- Born: 11 April 1933 Volda Municipality
- Died: 21 July 2015 (aged 82)
- Occupation: Historian
- Awards: Order of St. Olav (2003)

= Olav Riste =

Norwegian historian (1933–2015)

Olav Riste (11 April 1933 – 21 July 2015) was a Norwegian historian.

He was born in Volda Municipality. He took his D.Phil. degree at the University of Oxford with a thesis on Norway's stance in the First World War entitled Norway's relations with belligerent powers in the First World War. A book based on the thesis called The Neutral Ally: Norway's relations with belligerent powers in the First World War was published in 1965. He served as director of the Norwegian Institute for Defence Studies from 1980 to 1996, then research director until his retirement. He was also an adjunct professor at the University of Bergen from 1980 and the University of Oslo from 1997. His research focus has been on international and national security, and military history. Riste edited the Scandinavian Journal of History from 1976 to 1981.

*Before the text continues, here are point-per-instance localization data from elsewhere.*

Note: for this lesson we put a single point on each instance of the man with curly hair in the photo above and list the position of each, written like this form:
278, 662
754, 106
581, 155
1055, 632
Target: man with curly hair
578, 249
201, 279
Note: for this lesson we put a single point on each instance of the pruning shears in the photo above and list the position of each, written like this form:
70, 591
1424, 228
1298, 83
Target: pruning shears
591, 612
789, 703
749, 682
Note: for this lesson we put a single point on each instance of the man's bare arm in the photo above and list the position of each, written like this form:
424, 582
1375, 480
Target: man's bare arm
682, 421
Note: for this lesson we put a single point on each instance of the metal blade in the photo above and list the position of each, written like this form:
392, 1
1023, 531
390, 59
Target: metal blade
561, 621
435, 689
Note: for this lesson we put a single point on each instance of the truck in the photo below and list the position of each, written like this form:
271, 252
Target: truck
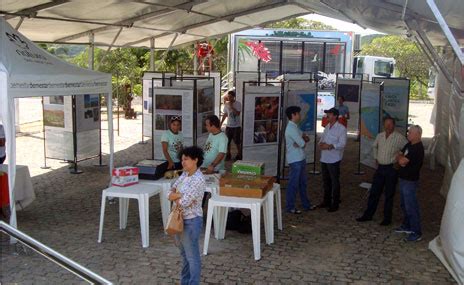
373, 66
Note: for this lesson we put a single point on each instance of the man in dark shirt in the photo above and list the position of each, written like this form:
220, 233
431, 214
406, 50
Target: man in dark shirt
410, 160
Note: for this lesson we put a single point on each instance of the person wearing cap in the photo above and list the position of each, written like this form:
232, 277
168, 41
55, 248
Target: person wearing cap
232, 109
342, 108
2, 144
172, 142
386, 146
332, 144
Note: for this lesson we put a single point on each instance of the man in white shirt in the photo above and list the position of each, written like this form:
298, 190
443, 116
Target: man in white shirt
332, 144
232, 109
2, 144
386, 146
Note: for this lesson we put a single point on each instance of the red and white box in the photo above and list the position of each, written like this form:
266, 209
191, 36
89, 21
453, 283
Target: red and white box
125, 176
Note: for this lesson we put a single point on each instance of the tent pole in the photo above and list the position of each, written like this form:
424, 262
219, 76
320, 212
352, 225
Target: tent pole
43, 130
91, 50
74, 169
100, 156
117, 95
152, 54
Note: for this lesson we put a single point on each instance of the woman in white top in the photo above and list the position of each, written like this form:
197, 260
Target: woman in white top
172, 142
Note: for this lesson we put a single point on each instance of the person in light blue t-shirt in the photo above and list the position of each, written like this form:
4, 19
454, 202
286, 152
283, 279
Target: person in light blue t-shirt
295, 142
215, 147
172, 143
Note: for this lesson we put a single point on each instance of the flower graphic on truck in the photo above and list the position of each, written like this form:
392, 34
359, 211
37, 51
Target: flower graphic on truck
258, 49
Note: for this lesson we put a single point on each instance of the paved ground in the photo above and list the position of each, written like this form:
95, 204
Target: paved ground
316, 247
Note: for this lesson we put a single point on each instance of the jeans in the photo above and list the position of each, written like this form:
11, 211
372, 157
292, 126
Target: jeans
384, 177
331, 180
410, 206
190, 250
298, 182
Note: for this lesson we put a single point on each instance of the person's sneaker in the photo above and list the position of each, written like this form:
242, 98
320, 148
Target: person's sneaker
412, 237
385, 223
312, 208
332, 209
402, 230
363, 219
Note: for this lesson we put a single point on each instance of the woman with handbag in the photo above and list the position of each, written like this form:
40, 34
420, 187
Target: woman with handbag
187, 193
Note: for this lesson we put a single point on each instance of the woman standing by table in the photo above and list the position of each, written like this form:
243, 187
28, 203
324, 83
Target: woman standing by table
190, 188
172, 142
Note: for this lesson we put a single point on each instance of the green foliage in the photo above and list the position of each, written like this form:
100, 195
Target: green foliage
410, 61
301, 24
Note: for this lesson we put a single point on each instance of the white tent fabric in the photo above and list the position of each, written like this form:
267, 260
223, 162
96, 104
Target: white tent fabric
26, 71
134, 23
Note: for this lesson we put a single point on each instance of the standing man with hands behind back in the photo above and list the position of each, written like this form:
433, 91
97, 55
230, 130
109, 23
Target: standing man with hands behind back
410, 160
295, 142
332, 144
215, 147
2, 144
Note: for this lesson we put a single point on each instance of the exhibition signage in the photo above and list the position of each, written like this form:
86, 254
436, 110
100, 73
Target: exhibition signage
370, 121
395, 101
350, 89
261, 109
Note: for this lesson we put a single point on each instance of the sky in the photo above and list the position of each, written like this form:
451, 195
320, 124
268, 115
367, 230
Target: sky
341, 25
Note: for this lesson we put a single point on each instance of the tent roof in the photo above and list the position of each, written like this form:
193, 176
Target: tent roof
34, 72
133, 23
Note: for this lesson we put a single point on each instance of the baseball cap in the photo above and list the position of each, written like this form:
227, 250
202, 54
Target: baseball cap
333, 111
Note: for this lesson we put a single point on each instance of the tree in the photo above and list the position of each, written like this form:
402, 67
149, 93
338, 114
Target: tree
300, 24
410, 61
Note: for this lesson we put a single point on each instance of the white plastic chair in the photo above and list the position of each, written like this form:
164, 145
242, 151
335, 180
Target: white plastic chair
142, 193
220, 204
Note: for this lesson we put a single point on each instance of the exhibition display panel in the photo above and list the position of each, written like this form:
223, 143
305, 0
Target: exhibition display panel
72, 127
262, 107
395, 100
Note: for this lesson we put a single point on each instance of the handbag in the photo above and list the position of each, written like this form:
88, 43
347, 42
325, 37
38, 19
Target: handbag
175, 223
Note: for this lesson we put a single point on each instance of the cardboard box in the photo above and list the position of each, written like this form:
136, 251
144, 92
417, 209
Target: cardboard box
248, 167
125, 176
245, 186
152, 169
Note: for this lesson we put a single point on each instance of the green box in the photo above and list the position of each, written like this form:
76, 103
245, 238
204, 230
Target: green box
248, 167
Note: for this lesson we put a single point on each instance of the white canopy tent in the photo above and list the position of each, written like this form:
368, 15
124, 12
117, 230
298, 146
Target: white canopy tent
141, 23
26, 70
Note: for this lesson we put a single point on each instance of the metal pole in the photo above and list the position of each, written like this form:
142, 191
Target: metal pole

He was a member of the Norwegian Academy of Science and Letters. He was decorated Knight, First Class of the Royal Norwegian Order of St. Olav in 2003. He died in July 2015.

==Selected bibliography==
Books
- Norway 1940-45: The Resistance Movement, with Berit Nökleby. Oslo: Aschehoug (1970). ISBN 978-8251801645. .
- London-regjeringa. Norge i krigsalliansen 1940–1945 [2 vols] (1973/1979).
- Norway and the Second World War, with Johannes Andenæs and Magne Skodvin. Oslo: Tanum-Norli (1983). ISBN 978-8251817776. .
- The Norwegian Intelligence Service 1945–1970. Norway ed. (1997); US ed. (1999).

Book contributions
- "The Historical Determinants of Norwegian Foreign Policy." In: Norwegian Foreign Policy in the 1980s. Oslo: Norwegian University Press (1985). ISBN 8200072967.

Articles
- "Stay Behind: A Clandestine Cold War Phenomenon." Journal of Cold War Studies, vol. 16, no. 4 (2014), pp. 35–59. .
 Published by Harvard College and the Massachusetts Institute of Technology.

Book reviews
- Review of Second to None: U.S. Intelligence Activities in Northern Europe 1943-1946, by Peer Henrik Hansen. Journal of Cold War Studies, vol. 17, no. 3 (2015), pp. 258–260.
 Published by Harvard College and the Massachusetts Institute of Technology.